DIAMOND: This is true. We would have to move to Vermont for that, where it’s legal.

HOROVITZ: Me and you in Vermont at a B&B sounds beautiful, Mike.

DIEHL: You guys were recently nominated for the Rock and Roll Hall of Fame, but didn’t get in.

HOROVITZ: Part of me feels it’s better we’re not in the Rock and Roll Hall of Fame. We’re still a band, and what made us passionate about music is that we were the little punk-rock kids at school who were not into the prevalent popular music.

DIAMOND: I don’t think Devo is in the Rock and Roll Hall of Fame.

HOROVITZ: I know the B-52’s aren’t.

DIAMOND: The Sex Pistols turned them down.

HOROVITZ: That’s what I’m saying. If those groups aren’t in the Rock and Roll Hall of Fame, then why would we want to be in there?
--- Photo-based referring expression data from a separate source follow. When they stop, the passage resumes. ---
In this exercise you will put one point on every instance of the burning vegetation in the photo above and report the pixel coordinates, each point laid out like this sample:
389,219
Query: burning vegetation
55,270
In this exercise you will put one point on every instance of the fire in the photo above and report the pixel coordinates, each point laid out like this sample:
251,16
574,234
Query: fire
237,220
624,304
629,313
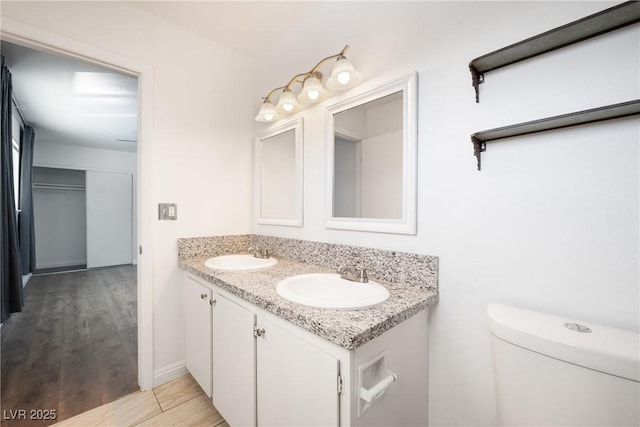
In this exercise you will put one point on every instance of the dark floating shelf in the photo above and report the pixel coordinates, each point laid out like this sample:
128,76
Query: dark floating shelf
615,111
591,26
DIEHL: Well, because you guys have been around so long, it seems like all of these people of different ages have their own connections with your music. We’re now talking about multiple genera tions of people who have discovered your music and grown up with it and had it become a part of the soundtrack of the lives.
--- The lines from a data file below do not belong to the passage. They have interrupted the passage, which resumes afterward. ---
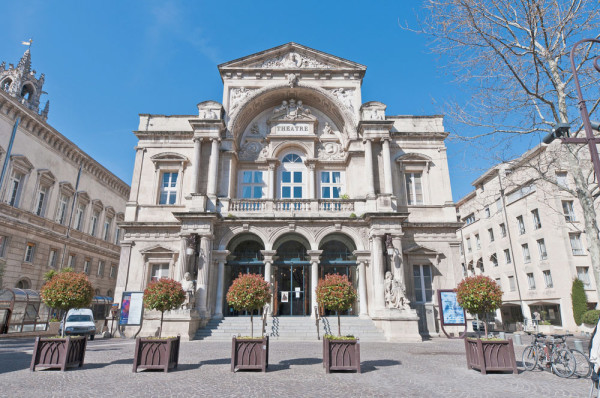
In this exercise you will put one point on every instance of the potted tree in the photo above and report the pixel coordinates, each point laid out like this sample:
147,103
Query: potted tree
63,291
249,292
481,295
336,293
158,352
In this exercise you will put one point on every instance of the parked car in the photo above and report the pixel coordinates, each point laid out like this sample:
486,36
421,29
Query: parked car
80,322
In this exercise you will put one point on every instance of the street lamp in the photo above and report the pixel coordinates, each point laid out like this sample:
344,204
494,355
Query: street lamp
562,130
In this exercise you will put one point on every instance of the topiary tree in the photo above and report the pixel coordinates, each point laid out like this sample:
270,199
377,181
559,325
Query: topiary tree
163,295
66,290
249,292
479,295
336,293
578,300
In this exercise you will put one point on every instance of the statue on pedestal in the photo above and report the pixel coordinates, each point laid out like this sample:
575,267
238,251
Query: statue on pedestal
395,293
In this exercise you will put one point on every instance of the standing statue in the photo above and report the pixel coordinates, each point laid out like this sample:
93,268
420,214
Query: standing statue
395,293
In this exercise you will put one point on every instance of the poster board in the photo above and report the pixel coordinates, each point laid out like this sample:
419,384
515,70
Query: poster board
451,313
132,309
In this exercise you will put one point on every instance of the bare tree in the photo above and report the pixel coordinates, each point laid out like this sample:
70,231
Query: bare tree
514,57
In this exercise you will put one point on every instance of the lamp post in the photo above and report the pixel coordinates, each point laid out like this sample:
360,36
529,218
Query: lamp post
562,130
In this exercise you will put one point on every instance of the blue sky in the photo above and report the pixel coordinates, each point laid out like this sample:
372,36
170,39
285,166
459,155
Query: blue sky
106,62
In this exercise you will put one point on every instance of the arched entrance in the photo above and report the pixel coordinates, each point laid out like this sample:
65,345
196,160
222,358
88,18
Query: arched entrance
291,282
245,258
337,258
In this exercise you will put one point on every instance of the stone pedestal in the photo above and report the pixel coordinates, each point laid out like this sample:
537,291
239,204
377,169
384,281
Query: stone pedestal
399,326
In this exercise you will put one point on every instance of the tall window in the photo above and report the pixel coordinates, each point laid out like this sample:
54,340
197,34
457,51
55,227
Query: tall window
568,210
583,275
40,201
252,185
537,223
61,212
542,249
168,188
491,234
15,186
79,217
507,256
331,184
531,281
414,188
422,283
503,230
511,283
94,222
29,252
576,244
521,225
52,258
526,254
159,271
548,278
292,177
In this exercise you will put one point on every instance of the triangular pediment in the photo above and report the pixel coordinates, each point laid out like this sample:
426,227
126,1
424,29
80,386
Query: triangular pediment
291,56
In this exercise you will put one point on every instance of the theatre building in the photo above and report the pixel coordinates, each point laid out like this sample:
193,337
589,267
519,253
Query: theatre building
293,177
DIAMOND: It’s what happens when you’ve been in the game a long time. We had to grow up in a very public way. Then all the people who started listening to us had to go through those things in their own way as they grew up. That’s the thing with all of us music geeks—music is the soundtrack to the things that happen in our lives, and there’s music that’s unique to that movie.

HOROVITZ: I don’t know if this has anything to do with what you’re saying, but I think that because we’ve been around for so long and we really don’t make many records, we’ve all sort of grown together. But if we’d been putting out a record every year, you wouldn’t be able to see that growth in the same way.

DIAMOND: It’s like when you’re around your kids all the time, then you don’t really notice they’ve grown. Then they see Grandma and she’s like, “Oh, my god, look how big they’ve gotten!”

HOROVITZ: It’s like if your uncle fucks up bad, but then kind of gets his shit together.

Matt Diehl is a contributing music editor for Interview.